The Integer Group, a promotional marketing agency which counts Coors Brewing Co. among its clients, conducted studies last year to help understand how and why beer drinkers make the decisions they do. The "Beer Run" studies rounded up a group of frat guys, gave them a fistful of cash and sent them out to "the store" (i.e., a mocked-up convenience store) to gauge their behavior and see what factors influenced their decisions. The results were eye-opening.

The studies found that there were essentially three "modes" in which beer drinkers make their purchases: Me Mode ("I’m buying this for me to consume"); We Mode ("I’m buying on behalf of others"); and She Mode ("I’m making this purchase in consideration of a female"). The exercise afforded a deeper understanding of how other variables—especially the "woman factor"—could affect and potentially unseat a pre-disposition toward a certain beer.

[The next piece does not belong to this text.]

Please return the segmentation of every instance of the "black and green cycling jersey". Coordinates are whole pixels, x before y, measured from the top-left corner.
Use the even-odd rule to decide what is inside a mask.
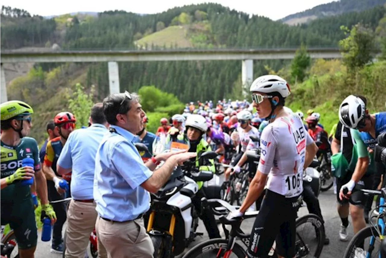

"It’s one thing if a guy is running into a store to get a six-pack of Bud for himself," says Meg Kinney, senior vice president, research and account planning for The Integer Group. "But if Coors Light has signage or some other message in the store along the lines of ‘Improve Your Chances with Her with Coors Light,’ then maybe he’ll change his mind and go with Coors Light."

Bump Williams, Information Resources Inc.’s executive vice president, general manager – global consulting for beer, wine and spirits practice, says beer purchases—especially when made when others are involved—reflect on the purchaser.

"Image is everything when it comes to beer," says Williams. "And that’s why I don’t see private-label beer brands really taking off. If I were going to buy beer for a party, I wouldn’t want to embarrass myself with ‘Jewel-brand’ beer. In that case I’m going to buy premium because it’s a reflection of the buyer."


Big in 2005: ‘Stuff that goes in drinks’

One of the most recent innovations to invigorate the beverage category isn’t a beverage at all. Andrea Myers, vice president of marketing for 35-store Kocolene Marketing LLC (Seymour, IN), says 2005 is going to be a big year for "stuff that goes in drinks"—individual packets of vitamins, flavors or other value-added essentials that get poured into single-serve bottles of water.

"You have Crystal Light On the Go packets, and Nestl Waters just offered a little vitamin pack—the manufacturers are finding cool ways to innovate," she says. "These packets just clip onto the beverage cooler doors with suction cups and retail for 15′ each.

"I admire their marketing," Myers continues. "[Manufacturers] are selling more water, but they’re also finding new ways to increase the sale and the profit per transaction."